13. The system of claim 11 or 12, further comprising instructions that, when executed by the at least one processor, cause the system to: determine that a fragment alignment score of a fragment alignment fails to satisfy a threshold fragment alignment score, wherein the fragment alignment score measures an accuracy of the fragment alignment with respect to the reference genome; and remove the fragment alignment from consideration in forming the candidate split groups.

14. The system of any one of claims 11-13, further comprising instructions that, when executed by the at least one processor, cause the system to: determine that an alignment score for a candidate split group fails to satisfy a minimum alignment score; and refrain from reporting a split alignment of the candidate split group in an alignment file or a variant call file based on the alignment score failing to satisfy the minimum alignment score.

15. The system of any one of claims 11-14, further comprising instructions that, when executed by the at least one processor, cause the system to generate a split group score for a candidate split group of the candidate split groups by: generating fragment alignment scores, a penalty for relative geometries, and an overlap penalty for fragment alignments of the candidate split group; and combining the fragment alignment scores and subtracting the penalty for relative geometries and the overlap penalty from the combined fragment alignment scores.

16. The system of any one of claims 11-15, further comprising instructions that, when executed by the at least one processor, cause the system to: determine the candidate split groups by iteratively grouping possible fragment alignment sequences following an order of outermost fragment alignments to innermost fragment alignments of a nucleotide read; and generate the split group scores by iteratively scoring groupings of possible fragment alignment sequences following the order in which the possible fragment alignment sequences were grouped.

17. A non-transitory computer-readable medium comprising instructions that, when executed by at least one processor, cause a computing device to: identify one or more paired-end nucleotide reads corresponding to a genomic region of a genomic sample; determine candidate split groups comprising fragment alignments of the one or more paired-end nucleotide reads; generate split group scores for split alignments of the candidate split groups, wherein a split group score of the split group scores measures an accuracy of fragment alignments in a split group with respect to a reference genome; and select, for nucleobase calling of the genomic region, a predicted split group from the candidate split groups based on the split group scores.

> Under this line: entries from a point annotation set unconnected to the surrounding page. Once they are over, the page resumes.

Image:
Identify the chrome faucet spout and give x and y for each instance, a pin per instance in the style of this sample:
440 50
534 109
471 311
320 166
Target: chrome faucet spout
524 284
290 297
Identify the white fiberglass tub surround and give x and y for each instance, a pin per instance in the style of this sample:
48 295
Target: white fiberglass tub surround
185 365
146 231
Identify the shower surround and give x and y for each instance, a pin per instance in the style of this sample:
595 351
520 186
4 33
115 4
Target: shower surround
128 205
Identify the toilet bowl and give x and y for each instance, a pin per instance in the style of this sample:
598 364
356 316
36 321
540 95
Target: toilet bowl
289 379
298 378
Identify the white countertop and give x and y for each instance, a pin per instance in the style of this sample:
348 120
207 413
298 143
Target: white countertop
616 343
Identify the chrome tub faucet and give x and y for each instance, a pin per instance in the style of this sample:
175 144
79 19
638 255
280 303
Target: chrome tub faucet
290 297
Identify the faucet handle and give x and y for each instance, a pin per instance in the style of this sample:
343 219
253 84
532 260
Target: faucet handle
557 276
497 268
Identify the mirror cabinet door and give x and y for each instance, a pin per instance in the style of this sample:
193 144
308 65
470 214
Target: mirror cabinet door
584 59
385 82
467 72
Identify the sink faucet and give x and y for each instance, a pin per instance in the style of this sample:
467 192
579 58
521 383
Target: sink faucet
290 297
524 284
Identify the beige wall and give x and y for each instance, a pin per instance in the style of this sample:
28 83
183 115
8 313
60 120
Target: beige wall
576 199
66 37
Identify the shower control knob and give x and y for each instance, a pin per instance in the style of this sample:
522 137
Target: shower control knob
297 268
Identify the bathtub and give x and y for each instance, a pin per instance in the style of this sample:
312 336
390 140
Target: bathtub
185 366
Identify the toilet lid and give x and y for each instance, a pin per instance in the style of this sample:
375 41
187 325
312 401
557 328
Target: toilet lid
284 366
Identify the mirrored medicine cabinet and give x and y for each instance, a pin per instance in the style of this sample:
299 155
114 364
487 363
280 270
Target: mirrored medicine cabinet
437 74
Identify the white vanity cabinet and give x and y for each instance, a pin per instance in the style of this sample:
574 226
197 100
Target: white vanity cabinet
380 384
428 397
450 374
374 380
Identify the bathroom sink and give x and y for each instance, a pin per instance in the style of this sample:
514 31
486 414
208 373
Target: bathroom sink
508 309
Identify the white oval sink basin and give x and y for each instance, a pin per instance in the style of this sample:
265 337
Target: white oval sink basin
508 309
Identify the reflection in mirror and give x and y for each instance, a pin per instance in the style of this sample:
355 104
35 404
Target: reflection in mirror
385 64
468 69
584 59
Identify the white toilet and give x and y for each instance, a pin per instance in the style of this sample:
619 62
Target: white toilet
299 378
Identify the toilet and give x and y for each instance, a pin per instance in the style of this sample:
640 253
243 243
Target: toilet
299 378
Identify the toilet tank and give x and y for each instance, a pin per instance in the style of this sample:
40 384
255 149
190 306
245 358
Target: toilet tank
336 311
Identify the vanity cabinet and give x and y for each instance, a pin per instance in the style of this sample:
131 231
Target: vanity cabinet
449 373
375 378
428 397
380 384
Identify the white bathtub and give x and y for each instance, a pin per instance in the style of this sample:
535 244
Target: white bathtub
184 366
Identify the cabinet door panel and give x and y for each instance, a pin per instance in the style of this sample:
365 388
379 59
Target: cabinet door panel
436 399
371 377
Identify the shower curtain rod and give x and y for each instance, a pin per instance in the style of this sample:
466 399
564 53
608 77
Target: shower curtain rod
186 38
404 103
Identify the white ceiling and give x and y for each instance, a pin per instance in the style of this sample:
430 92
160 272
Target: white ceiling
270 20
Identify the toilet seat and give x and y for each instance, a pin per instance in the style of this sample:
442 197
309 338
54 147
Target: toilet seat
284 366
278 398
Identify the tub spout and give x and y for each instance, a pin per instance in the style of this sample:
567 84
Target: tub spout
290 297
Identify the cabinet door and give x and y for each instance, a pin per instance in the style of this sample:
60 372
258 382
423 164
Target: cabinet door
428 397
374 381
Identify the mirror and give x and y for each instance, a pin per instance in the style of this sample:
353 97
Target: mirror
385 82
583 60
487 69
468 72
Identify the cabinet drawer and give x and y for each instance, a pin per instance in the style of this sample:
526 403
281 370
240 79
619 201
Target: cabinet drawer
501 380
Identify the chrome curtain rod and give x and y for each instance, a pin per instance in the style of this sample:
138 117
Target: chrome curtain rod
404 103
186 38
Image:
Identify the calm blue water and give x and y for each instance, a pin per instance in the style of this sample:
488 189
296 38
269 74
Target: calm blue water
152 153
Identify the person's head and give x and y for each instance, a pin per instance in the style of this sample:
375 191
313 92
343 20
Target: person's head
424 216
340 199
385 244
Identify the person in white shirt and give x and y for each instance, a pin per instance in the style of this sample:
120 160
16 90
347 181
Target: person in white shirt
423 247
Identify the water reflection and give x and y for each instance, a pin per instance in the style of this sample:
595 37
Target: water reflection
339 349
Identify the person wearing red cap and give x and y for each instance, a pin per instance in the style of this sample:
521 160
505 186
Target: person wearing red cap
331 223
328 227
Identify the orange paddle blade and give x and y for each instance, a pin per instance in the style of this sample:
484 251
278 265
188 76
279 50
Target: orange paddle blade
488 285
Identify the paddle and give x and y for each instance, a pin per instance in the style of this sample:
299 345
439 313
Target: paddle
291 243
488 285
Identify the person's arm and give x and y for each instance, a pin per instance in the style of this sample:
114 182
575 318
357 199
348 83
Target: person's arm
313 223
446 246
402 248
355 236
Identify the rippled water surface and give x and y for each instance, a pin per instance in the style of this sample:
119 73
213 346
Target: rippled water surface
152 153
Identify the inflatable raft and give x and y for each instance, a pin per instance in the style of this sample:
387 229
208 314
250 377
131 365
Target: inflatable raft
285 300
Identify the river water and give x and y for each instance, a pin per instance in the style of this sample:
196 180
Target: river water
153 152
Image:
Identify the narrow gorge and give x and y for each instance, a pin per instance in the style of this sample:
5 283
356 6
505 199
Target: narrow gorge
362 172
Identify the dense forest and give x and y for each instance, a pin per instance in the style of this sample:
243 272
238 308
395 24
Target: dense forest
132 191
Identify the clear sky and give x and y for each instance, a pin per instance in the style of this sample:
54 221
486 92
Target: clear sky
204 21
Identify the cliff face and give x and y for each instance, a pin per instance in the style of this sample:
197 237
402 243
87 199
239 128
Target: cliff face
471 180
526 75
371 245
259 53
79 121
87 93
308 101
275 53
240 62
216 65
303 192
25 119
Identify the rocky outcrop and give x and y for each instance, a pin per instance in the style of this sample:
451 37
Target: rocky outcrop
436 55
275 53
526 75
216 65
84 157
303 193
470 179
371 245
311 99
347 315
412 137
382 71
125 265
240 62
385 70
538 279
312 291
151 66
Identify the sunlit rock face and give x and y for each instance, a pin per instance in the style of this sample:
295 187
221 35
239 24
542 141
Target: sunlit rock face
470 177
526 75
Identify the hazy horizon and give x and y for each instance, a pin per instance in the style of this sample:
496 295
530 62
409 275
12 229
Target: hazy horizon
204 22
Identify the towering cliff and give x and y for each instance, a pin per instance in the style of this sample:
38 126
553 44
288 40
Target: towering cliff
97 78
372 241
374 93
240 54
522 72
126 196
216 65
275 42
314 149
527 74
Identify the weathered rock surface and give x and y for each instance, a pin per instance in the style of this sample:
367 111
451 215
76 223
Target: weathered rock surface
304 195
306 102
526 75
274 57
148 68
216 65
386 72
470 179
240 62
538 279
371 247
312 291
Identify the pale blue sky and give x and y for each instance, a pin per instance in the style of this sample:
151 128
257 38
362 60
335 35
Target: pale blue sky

18. The non-transitory computer-readable medium of claim 17, further comprising instructions that, when executed by the at least one processor, cause the computing device to determine a candidate split group of the candidate split groups by grouping, into the candidate split group, one or more fragment alignments of a paired-end nucleotide read from a pair of paired-end nucleotide reads of the one or more paired-end nucleotide reads.

19. The non-transitory computer-readable medium of claim 17 or 18, further comprising instructions that, when executed by the at least one processor, cause the computing device to: generate fragment alignment scores for individual fragment alignments of a candidate split group with the reference genome, wherein a fragment alignment score of the fragment alignment scores measures an accuracy of a fragment alignment with respect to the reference genome; and generate a split group score for the candidate split group based on the fragment alignment scores.

20. The non-transitory computer-readable medium of any one of claims 17-19, further comprising instructions that, when executed by the at least one processor, cause the computing device to: generate, for a candidate split group of the candidate split groups, a penalty for relative geometries of a first fragment alignment of a first alignment orientation with respect to the reference genome and a second fragment alignment of a second alignment orientation with respect to the reference genome; and generate a split group score for the candidate split group based on the penalty for relative geometries of the first fragment alignment and the second fragment alignment.